Parameters	Datatype	Default Value
model_class	any AI model class
X_train	multidimensional array
y_train	1D array
X_test	multidimensional array
y_test	1D array
init_per	integer	1
limit_per	integer	100
increment	integer or float	1
metrics	list	None
average	string	weighted
params	dict	None

Note

init_per must be less than limit_per.

These are the valid keywords for metrics:

algo_type	metrics keyword	sklearn function
clf	acc	accuracy_score
clf	f1	f1_score
clf	hamming	hamming_loss
clf	jaccard	jaccard_score
clf	log	log_loss
clf	mcc	matthews_corrcoef
clf	precision	precision_score
clf	recall	recall_score
clf	zol	zero_one_loss
reg	var	explained_variance_score
reg	max	max_error
reg	var	explained_variance_score
reg	abs	mean_absolute_error
reg	sq	mean_squared_error
reg	rsq	root_mean_squared_error
reg	log	mean_squared_log_error
reg	rlog	root_mean_squared_log_error
reg	medabs	median_absolute_error
reg	poisson	mean_poisson_deviance
reg	gamma	mean_gamma_deviance
reg	per	mean_absolute_percentage_error
reg	d2abs	d2_absolute_error_score
reg	d2pin	d2_pinball_score
reg	d2twe	d2_tweedie_score

Attention

average value must be valid for sklearn’s metrics functions.

Note

params is for the model, model does not have to be created in default settings, it can be manipulated.

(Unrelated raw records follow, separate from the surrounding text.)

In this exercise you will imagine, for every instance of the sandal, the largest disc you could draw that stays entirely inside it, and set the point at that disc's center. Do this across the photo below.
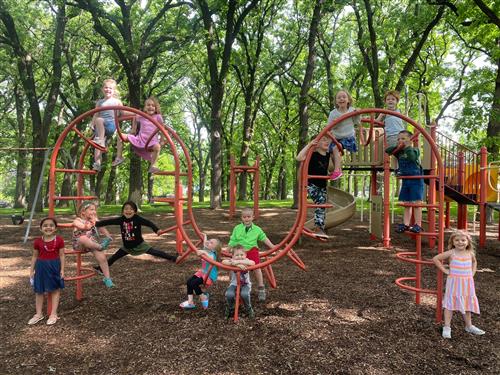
(117, 162)
(35, 319)
(187, 306)
(52, 320)
(204, 303)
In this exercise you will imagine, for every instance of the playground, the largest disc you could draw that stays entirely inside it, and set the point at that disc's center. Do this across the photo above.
(343, 315)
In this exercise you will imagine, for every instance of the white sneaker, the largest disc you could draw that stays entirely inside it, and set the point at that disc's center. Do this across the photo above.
(447, 332)
(474, 330)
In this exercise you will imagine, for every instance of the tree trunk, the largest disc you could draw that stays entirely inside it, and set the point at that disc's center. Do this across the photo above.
(234, 19)
(282, 185)
(41, 126)
(22, 162)
(306, 85)
(493, 129)
(245, 143)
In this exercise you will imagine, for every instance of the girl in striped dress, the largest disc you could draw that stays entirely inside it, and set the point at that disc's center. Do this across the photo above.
(460, 294)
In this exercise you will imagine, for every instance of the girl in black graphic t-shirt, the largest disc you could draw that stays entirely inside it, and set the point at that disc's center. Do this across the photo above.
(316, 187)
(131, 230)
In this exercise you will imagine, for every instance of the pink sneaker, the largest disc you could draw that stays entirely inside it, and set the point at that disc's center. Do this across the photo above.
(336, 175)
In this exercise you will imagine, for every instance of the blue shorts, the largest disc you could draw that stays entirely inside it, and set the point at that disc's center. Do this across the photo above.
(109, 127)
(412, 190)
(348, 144)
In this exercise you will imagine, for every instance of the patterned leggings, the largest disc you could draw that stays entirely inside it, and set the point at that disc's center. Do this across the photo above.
(318, 195)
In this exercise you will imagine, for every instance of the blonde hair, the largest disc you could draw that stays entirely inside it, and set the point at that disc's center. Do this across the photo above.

Priority (in return)	Returns	Datatype	Condition
1	percentage_log	list	always
2	metrics_log	list	always

get_best_model

It calculates the optimum dataset size for the model.

Parameters	Datatype	Default Value
percentage_log	list
metrics_log	list
requested_metrics	string

Priority (in return)	Returns	Datatype	Condition
1	best_percentage	integer or float	always
2	best_score	float	always

path_chain

Sometimes, train data can be kept in different files with different sizes. It is preferred when the data is too big to store in RAM. That function is designed for these situations.

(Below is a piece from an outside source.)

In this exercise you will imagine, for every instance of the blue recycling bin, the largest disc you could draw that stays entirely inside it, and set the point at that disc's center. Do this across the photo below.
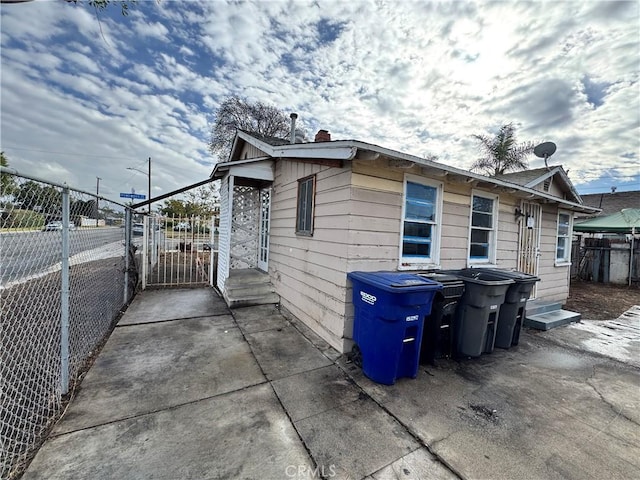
(390, 308)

Parameters	Datatype	Default Value
paths	list
model_class	any AI model class
X_test	multidimensional array
y_test	1D array
output_column	string
metrics	list	None
average	string	weighted
params	dict	None

These are the valid keywords for metrics:

algo_type	metrics keyword	sklearn function
clf	acc	accuracy_score
clf	f1	f1_score
clf	hamming	hamming_loss
clf	jaccard	jaccard_score
clf	log	log_loss
clf	mcc	matthews_corrcoef
clf	precision	precision_score
clf	recall	recall_score
clf	zol	zero_one_loss
reg	var	explained_variance_score
reg	max	max_error
reg	var	explained_variance_score
reg	abs	mean_absolute_error
reg	sq	mean_squared_error
reg	rsq	root_mean_squared_error
reg	log	mean_squared_log_error
reg	rlog	root_mean_squared_log_error
reg	medabs	median_absolute_error
reg	poisson	mean_poisson_deviance
reg	gamma	mean_gamma_deviance
reg	per	mean_absolute_percentage_error
reg	d2abs	d2_absolute_error_score
reg	d2pin	d2_pinball_score
reg	d2twe	d2_tweedie_score

Attention

average value must be valid for sklearn’s metrics functions.

Note

params is for the model, model does not have to be created in default settings, it can be manipulated.

Priority (in return)	Returns	Datatype	Condition
1	metrics_log	dict	always